A l'applaudimètre, Pierre Maudet a largement remporté la partie. Dans les urnes, il a aussi gagné, mais à l'arraché. Réuni mardi soir en assemblée générale extraordinaire, le PLR, qui avait rassemblé 709 militants, a accordé «sa confiance et son soutien» au conseiller d'Etat, par 341 voix contre 312 et 56 abstentions. Malgré l'affaire du voyage à Abu Dhabi, ses nombreuses métastases, la mise en prévention de l'élu et ses mensonges, les militants lui ont adressé un message clair: ils désirent qu'il reste au Conseil d'Etat.

Face à la foule, Pierre Maudet est resté fidèle à la ligne qu'il tient depuis qu'il a admis avoir menti, à une exception près, de taille. «Le résultat quantitatif, le vote, j'en tiendrai compte et j'en tirerai les conclusions.» Pour le reste, il admet avoir commis «une grosse erreur», puis atténue. Une erreur «montée en épingle à cause de fausses informations.» Il insiste. «Il n'y a pas eu de faute de fond, de vol, de détournement, de corruption.» Il s'excuse, donc, avance son bilan, puis campe sur ses positions. «Je défends fermement l'idée que nous vivons dans une démocratie, pas dans une dictature des apparences. Je veux me battre, je veux servir le PLR comme je veux servir Genève.»

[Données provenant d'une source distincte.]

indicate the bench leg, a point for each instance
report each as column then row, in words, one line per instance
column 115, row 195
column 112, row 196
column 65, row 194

Son discours intervient après les premières salves de la tête du parti. «Le comité directeur ne t'a pas trahi, c'est toi qui nous as trahi en mentant, pendant des mois», a asséné le président Alexandre de Senarclens. Tutoyant Pierre Maudet, l'appelant «Pierre», comme la plupart des intervenants, il a estimé que «malheureusement, il ne peut plus agir pour Genève». La seconde charge, plus violente encore, a été le fait de Christian Lüscher, conseiller national. Après avoir égrené les faits, souligné les mensonges, en particulier financiers, il a appuyé: «Tu ne prends pas tes responsabilités avec la conséquence que Genève est la risée de la Suisse.» Jugeant qu'il n'était ni dans l'intérêt de Genève, ni dans celui du PLR qu'il reste en place, il a conclu: «Si cet amour du parti est sincère, rends-lui le service de démissionner.» L'exposé lui vaudra par la suite une ruade de Pierre Maudet. «Je connais maintenant le Lüscher procureur, redoutable, qui sans connaître le dossier prononce le réquisitoire.»

Appel à l'unité du parti

Suivent alors les prises de parole de la salle. Les avis des orateurs sont relativement paritaires. Les anti-Maudet sont plus analytiques, les soutiens plus affectifs. Parmi ceux prônant la défiance, certains sont assassins. «Strauss-Kahn était aussi un excellent économiste.» Pour ce militant, Pierre Maudet était le meilleur, «mais les mensonges font qu'il ne peut pas continuer.» Le député Serge Hiltpold explique que le Parlement n'a plus confiance en l'élu, rappelant ses mensonges en commission. Horace Gautier juge que le parti a le choix entre l'amputation, soit se séparer de Pierre Maudet, et le suicide politique. Lui opte pour l'amputation. Le conseiller national Hugues Hiltpold, enfin. «Si ce n'était pas Pierre Maudet, personne n'accorderait sa confiance à un conseiller d'Etat qui a menti.»

D'autres appellent à l'unité du parti, en particulier la conseillère d'Etat Nathalie Fontanet, refusant de donner sa position mais très applaudie. «Avant, nous étions unis sur des valeurs, des principes. Nous devons accepter de ne pas être d'accord. S'invectiver ne va mener à rien.» Certains, comme l'ex-député John Dupraz, prêchent l'abstention, craignant qu'une décision ne divise le PLR.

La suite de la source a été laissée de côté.